A BLAST FROM THE WATER CANNON

In Uncategorized on 03/07/2024 at 16:21

I had to find a substitute for the worn-out shot-across-the-bows cliché, so I took my simile from the PRC-Philippines Second Thomas Shoal standoff. But the story is the same: Tax Court’s adoption of the one-explicit-warning before handing out a Section 6673 frivolity chop.

Today’s contestant is Charles Scott and Linder Scott, T. C. Memo. 2024-27, filed 3/7/24. They’ve tried the same arguments before (see T. C. Memo. 2024-27, at p. 3), but Judge Courtney D. (“CD”) Jones put paid to them in the Order cited in this opinion.

Now Judge Christian N. (“Speedy”) Weiler has Charles’ latest attempt to resuscitate his previous losers.

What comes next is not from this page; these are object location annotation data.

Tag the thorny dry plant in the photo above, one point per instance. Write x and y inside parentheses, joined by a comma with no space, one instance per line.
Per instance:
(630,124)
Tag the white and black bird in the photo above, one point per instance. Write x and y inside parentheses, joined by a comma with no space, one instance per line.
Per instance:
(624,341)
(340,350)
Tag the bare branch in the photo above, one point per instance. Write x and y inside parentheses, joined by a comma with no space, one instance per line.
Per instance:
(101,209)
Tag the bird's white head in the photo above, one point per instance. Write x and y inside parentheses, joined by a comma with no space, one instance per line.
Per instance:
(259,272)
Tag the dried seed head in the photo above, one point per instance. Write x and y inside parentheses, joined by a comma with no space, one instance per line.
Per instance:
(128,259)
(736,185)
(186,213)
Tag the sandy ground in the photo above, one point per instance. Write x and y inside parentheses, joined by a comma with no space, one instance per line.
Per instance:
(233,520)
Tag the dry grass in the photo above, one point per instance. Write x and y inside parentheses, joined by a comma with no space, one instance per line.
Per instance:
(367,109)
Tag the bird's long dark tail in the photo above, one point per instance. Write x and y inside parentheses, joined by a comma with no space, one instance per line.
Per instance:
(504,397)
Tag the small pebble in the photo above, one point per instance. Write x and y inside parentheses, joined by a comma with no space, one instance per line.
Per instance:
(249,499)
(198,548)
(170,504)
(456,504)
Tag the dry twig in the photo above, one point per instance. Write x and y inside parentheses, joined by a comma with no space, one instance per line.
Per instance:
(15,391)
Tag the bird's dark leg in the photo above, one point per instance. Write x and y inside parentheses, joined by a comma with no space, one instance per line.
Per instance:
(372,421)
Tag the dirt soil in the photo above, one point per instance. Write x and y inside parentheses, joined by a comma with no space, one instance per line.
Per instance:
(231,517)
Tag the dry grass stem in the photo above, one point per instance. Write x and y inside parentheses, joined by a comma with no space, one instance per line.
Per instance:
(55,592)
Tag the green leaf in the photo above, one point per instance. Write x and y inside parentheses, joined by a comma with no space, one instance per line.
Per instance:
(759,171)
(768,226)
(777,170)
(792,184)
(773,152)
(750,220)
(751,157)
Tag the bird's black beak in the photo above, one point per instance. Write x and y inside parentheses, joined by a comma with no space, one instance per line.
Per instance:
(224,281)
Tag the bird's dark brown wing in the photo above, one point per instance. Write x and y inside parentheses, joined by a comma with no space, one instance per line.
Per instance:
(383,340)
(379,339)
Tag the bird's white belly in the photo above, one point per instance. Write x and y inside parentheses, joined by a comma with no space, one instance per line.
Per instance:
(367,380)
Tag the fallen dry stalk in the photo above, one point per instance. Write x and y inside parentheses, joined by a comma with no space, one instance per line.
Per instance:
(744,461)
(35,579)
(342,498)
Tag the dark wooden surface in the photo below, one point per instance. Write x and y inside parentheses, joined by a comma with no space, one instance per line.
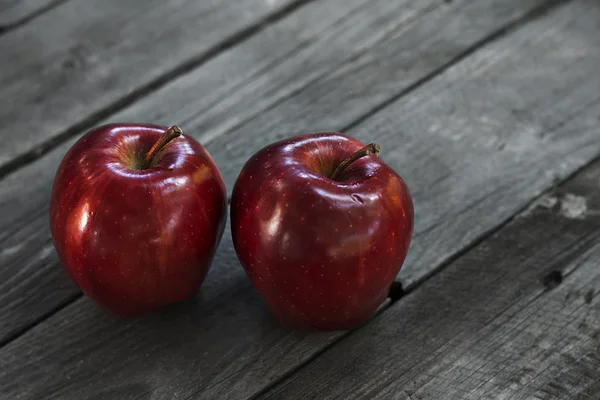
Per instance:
(517,317)
(481,107)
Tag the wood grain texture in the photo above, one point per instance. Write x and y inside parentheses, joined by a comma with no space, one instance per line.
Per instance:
(17,12)
(518,317)
(270,75)
(84,59)
(223,344)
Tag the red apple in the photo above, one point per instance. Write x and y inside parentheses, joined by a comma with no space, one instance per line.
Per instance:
(136,215)
(321,226)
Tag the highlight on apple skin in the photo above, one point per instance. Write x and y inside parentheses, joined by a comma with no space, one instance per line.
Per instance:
(137,213)
(322,226)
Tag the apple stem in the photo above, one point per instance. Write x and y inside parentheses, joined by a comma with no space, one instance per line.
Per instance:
(170,134)
(372,148)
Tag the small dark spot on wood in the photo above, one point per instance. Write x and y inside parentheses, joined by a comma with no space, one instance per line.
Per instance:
(589,296)
(69,64)
(552,280)
(396,292)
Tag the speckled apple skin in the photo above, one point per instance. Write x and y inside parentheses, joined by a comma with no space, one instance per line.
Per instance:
(321,253)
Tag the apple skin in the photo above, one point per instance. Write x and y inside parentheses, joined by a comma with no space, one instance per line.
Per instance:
(321,253)
(133,239)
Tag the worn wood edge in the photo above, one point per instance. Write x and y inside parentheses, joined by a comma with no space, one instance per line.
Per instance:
(20,159)
(69,289)
(23,17)
(567,206)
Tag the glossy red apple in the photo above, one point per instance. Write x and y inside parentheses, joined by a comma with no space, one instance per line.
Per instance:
(321,226)
(136,215)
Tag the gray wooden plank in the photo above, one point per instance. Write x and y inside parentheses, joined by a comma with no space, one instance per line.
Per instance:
(246,82)
(16,12)
(84,59)
(518,317)
(224,344)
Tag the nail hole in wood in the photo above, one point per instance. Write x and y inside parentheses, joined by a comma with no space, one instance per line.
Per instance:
(396,292)
(552,280)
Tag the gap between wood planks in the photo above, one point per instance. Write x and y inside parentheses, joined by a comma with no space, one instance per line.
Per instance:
(148,88)
(550,281)
(397,290)
(9,26)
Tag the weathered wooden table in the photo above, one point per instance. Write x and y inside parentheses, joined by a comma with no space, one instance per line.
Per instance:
(489,109)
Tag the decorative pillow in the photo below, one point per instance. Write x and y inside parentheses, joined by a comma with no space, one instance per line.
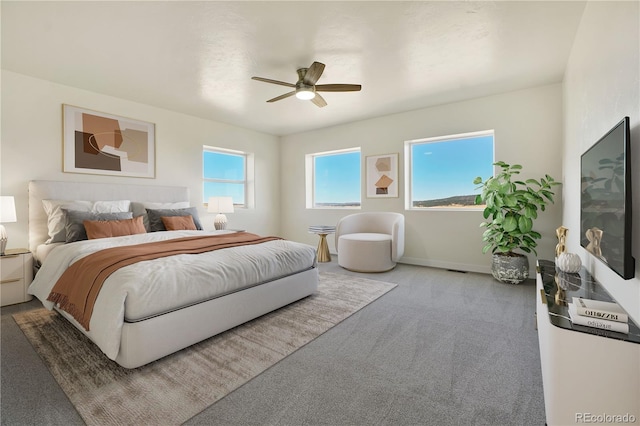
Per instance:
(113,228)
(155,217)
(139,209)
(178,223)
(55,215)
(74,226)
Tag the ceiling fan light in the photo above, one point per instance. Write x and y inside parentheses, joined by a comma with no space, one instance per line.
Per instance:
(305,94)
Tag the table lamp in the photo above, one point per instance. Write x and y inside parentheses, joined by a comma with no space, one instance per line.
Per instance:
(7,214)
(220,205)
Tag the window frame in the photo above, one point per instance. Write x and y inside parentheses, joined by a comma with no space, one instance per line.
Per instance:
(408,170)
(246,182)
(310,178)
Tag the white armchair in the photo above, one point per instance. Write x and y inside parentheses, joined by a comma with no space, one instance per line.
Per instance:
(370,242)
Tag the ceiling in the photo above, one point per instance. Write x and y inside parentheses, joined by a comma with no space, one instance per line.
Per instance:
(198,58)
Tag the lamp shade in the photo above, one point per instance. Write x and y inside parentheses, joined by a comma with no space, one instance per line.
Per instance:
(7,209)
(220,205)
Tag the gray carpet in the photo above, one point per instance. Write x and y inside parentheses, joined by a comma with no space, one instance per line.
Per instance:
(173,389)
(443,348)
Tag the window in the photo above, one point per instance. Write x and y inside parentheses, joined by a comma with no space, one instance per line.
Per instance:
(225,174)
(333,179)
(440,171)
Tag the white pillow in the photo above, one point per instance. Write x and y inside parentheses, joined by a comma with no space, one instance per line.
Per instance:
(140,209)
(56,217)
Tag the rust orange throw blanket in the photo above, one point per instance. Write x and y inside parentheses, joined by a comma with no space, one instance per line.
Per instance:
(77,289)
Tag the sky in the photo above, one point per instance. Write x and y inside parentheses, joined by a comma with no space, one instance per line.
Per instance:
(224,166)
(444,169)
(338,178)
(441,169)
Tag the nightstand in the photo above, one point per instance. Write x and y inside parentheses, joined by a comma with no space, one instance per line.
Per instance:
(16,271)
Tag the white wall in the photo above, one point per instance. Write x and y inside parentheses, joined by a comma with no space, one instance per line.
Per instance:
(601,86)
(528,130)
(32,149)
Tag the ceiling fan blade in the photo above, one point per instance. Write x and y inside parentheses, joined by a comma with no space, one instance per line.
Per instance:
(338,87)
(286,95)
(313,73)
(268,80)
(319,100)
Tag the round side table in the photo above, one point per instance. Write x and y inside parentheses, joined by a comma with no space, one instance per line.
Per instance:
(323,248)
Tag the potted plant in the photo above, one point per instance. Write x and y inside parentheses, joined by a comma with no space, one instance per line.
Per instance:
(511,206)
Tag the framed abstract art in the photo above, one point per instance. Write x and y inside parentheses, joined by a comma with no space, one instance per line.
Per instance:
(106,144)
(382,176)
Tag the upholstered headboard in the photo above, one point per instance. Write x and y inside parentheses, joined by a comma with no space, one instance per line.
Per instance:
(58,190)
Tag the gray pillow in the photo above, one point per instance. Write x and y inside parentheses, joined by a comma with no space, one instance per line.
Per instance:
(74,227)
(155,217)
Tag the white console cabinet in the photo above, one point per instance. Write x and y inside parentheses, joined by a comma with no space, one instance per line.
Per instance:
(589,375)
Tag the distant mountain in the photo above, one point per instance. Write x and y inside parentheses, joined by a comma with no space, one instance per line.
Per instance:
(457,201)
(347,204)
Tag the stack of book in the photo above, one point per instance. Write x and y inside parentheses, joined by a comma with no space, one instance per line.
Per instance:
(596,313)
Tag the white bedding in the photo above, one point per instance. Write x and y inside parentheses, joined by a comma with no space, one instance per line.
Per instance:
(157,286)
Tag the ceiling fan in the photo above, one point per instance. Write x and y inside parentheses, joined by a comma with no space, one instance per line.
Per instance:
(306,87)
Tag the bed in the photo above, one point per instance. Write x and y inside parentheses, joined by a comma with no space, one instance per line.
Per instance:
(193,297)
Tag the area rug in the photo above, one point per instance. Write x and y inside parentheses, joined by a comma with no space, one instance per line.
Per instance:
(175,388)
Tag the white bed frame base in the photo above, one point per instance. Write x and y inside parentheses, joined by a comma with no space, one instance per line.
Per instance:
(149,340)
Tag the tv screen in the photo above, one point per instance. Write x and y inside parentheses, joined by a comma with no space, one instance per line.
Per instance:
(605,214)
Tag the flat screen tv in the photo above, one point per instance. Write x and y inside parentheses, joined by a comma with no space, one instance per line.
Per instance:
(605,201)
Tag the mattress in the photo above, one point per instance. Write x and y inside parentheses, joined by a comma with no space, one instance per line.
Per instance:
(155,287)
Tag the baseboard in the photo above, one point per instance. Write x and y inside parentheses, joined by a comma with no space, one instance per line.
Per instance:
(455,266)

“In a prior proceeding we ruled against these same petitioners, considered these same arguments, and ultimately determined that these disability payments to Mr. Scott are taxable, since we found no evidence to suggest that the payments at issue were attributable to an injury or sickness sustained through Mr. Scott’s active service in the armed forces, the Coast and Geodetic Survey, or the Public Health Service. See Scott v. Commissioner, No. 3330-18 (T.C. Oct. 22, 2021) (No. 52).

“Again, considering the evidence before us, we hold petitioners’ argument to be without merit, and we will sustain the adjustment to income as determined in the notice of deficiency.” T. C. Memo. 2024-27, at p.3.

I didn’t blog Charles’ 2021 case, as there was a more interesting Child Tax Credit case that day.

But Judge Speedy Weiler opens the valve on the water cannon.

“We take this opportunity to warn petitioners that the continued assertion of these same arguments, having now been considered twice by this Court, may result in a penalty of up to $25,000 under section 6673(a).” T. C. Memo. 2024-27, at p. 3.